Even though a few cases of the new Delta variant have been reported in Williamson County, COVID-19 infections in Austin continue to slowly decline. Researchers have attributed the decreasing numbers to people taking extra precautions to be safe and getting vaccinated.
“Right now, we’re projecting approximately half the mortality in Austin per capita compared to several other big cities in the state,” Spencer Fox, Associate Director of the UT COVID-19 Modeling Consortium, said.
COVID-19 situation in Austin
According to Fox, Austin’s drop in coronavirus cases has to do with a few things: “In general people continuing to take precautions like wearing masks and socially distancing while out, and then combined with the really rapid vaccine rollout and buildup of immunity in our community.”
Fox said he was hopeful that the downward trend would continue if people keep taking precautions and getting vaccinated.
“There’s a lot of reasons to be optimistic about what our city has in store over the next few months. As vaccinations continue to roll out, we’ll just continue to see greater numbers of immunity, our population will, which will protect us from future spread,” said Fox.
Talking about a new variant in Central Texas, Fox said the officials will be keeping a close eye on the Delta Variant.

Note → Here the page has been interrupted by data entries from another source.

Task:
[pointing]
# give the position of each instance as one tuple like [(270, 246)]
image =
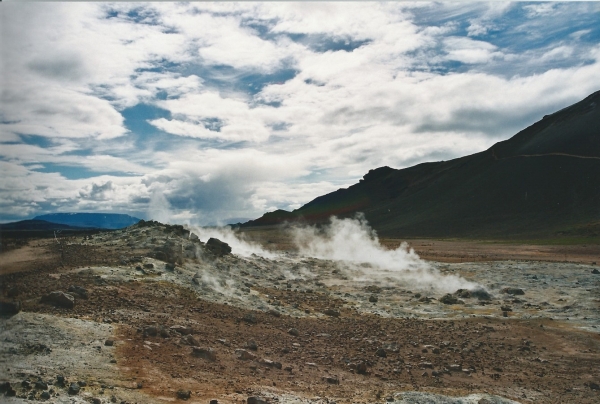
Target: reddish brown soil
[(529, 361)]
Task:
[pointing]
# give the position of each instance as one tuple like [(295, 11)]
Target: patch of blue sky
[(137, 117), (75, 172), (227, 79), (523, 33), (36, 140), (321, 43), (138, 15)]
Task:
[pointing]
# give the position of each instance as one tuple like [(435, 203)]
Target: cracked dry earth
[(286, 328)]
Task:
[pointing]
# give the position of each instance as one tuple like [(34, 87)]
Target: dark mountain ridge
[(542, 182)]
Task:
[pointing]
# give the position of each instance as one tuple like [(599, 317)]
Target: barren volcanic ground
[(160, 316)]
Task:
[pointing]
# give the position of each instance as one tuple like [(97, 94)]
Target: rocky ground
[(153, 313)]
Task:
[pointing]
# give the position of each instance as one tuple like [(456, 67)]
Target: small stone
[(184, 394), (332, 313), (40, 385), (10, 307), (256, 400), (59, 299), (150, 331), (79, 291), (331, 379), (205, 353), (244, 355), (381, 353), (513, 291), (250, 318), (74, 389), (448, 299), (183, 330)]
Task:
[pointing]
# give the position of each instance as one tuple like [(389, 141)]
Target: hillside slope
[(542, 182)]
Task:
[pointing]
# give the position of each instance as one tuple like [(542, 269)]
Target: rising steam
[(355, 244)]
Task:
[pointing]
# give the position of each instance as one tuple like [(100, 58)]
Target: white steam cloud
[(236, 241), (355, 244)]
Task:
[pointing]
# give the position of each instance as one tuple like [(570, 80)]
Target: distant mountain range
[(90, 220), (36, 225), (542, 182)]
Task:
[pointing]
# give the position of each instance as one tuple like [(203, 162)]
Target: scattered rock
[(10, 307), (151, 331), (41, 385), (331, 379), (59, 299), (593, 386), (205, 353), (250, 318), (244, 355), (361, 368), (373, 289), (513, 291), (463, 293), (7, 389), (183, 330), (184, 394), (256, 400), (74, 389), (189, 340), (79, 291), (481, 294), (448, 299), (218, 247)]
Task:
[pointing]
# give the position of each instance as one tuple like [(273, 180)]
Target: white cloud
[(231, 150)]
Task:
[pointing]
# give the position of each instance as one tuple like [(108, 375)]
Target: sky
[(208, 112)]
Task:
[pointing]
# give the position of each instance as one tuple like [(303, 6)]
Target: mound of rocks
[(218, 247), (59, 299)]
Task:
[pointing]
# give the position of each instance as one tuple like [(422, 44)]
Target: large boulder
[(59, 299), (218, 247), (513, 291), (9, 307), (449, 299), (205, 353)]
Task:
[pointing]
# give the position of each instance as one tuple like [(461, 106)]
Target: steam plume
[(354, 243)]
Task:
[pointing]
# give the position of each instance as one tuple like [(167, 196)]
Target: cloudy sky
[(204, 112)]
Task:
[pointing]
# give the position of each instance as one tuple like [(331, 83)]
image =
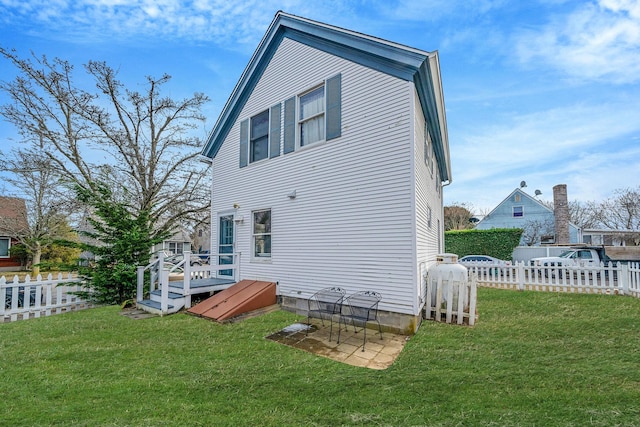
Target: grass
[(533, 359)]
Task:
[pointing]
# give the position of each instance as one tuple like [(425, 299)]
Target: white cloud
[(578, 145), (596, 42)]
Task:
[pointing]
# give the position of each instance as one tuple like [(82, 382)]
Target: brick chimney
[(561, 214)]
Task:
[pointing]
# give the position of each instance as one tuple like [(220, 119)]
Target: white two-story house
[(329, 160)]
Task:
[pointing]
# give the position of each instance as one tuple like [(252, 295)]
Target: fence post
[(140, 290), (164, 295), (3, 295), (520, 272)]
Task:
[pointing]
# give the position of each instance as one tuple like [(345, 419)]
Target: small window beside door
[(262, 234)]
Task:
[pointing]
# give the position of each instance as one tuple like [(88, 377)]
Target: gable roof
[(13, 215), (403, 62), (528, 197)]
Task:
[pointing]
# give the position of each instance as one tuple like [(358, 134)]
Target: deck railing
[(38, 297)]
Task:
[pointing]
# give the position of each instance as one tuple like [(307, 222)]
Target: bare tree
[(140, 143), (621, 212), (47, 208)]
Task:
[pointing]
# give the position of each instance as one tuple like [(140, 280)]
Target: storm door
[(225, 244)]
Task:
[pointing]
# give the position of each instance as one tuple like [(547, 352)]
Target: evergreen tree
[(124, 239)]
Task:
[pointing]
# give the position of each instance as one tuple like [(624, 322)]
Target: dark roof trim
[(400, 61)]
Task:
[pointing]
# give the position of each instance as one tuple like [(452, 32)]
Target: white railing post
[(623, 278), (164, 295), (3, 295), (237, 278), (187, 278)]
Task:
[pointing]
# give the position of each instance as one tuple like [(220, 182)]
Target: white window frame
[(8, 255), (252, 139), (266, 257), (301, 121)]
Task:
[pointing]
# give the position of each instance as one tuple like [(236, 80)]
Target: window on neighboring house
[(428, 149), (311, 117), (5, 244), (259, 137), (262, 234)]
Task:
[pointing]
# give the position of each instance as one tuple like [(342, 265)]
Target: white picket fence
[(449, 300), (39, 297), (610, 278)]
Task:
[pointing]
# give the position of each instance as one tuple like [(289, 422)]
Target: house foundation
[(397, 323)]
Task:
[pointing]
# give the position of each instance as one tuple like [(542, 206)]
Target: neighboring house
[(175, 245), (329, 160), (13, 219), (520, 210)]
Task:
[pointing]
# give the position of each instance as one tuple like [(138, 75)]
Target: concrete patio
[(378, 354)]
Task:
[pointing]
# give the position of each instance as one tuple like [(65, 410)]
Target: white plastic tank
[(452, 274)]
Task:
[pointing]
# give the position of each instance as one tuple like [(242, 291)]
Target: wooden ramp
[(244, 296)]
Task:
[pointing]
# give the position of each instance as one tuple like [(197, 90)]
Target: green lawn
[(540, 359)]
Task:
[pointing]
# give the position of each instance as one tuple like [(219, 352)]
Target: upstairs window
[(260, 136), (262, 234), (259, 139), (311, 119)]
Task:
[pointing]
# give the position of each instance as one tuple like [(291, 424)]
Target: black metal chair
[(325, 302), (360, 308)]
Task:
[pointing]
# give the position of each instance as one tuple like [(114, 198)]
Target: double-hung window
[(311, 117), (262, 234), (259, 143), (260, 136), (5, 244)]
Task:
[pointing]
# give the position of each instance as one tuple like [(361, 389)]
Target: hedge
[(497, 242)]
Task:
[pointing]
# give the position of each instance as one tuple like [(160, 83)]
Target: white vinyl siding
[(5, 244), (352, 222), (429, 211)]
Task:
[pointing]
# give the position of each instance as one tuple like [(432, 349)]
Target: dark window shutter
[(244, 142), (274, 132), (289, 125), (334, 107)]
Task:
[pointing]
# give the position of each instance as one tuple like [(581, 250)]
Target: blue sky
[(543, 91)]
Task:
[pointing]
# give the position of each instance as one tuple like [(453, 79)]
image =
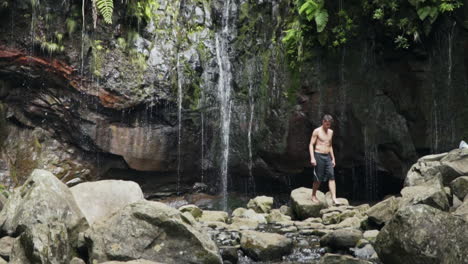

“What we’re thinking about right now over the next few months is what influence the variations, especially the Delta variant, could have on transmission in our community over the next few months,” he said.
Delta Variant Infections
As of Friday, Williamson County recorded three cases of the Delta Variant. None of these people were immunized.
Officials claim that this variant is more transmissible than the existing variant, although it is uncertain whether it is more dangerous. According to WILCO’s chief epidemiologist, if you are vaccinated, this will have little effect on you.
“People who are completely vaccinated don’t have anything to worry about since they are protected against severe illness, hospitalizations, and fatalities, particularly with the Delta Variant,” said Allison Stewart, Lead Epidemiologist for Williamson County.
Fox says that Austin has not reached total herd immunity yet, but when precautions taken by residents and vaccination rates are considered, he says “we have reached some level of transient herd immunity.”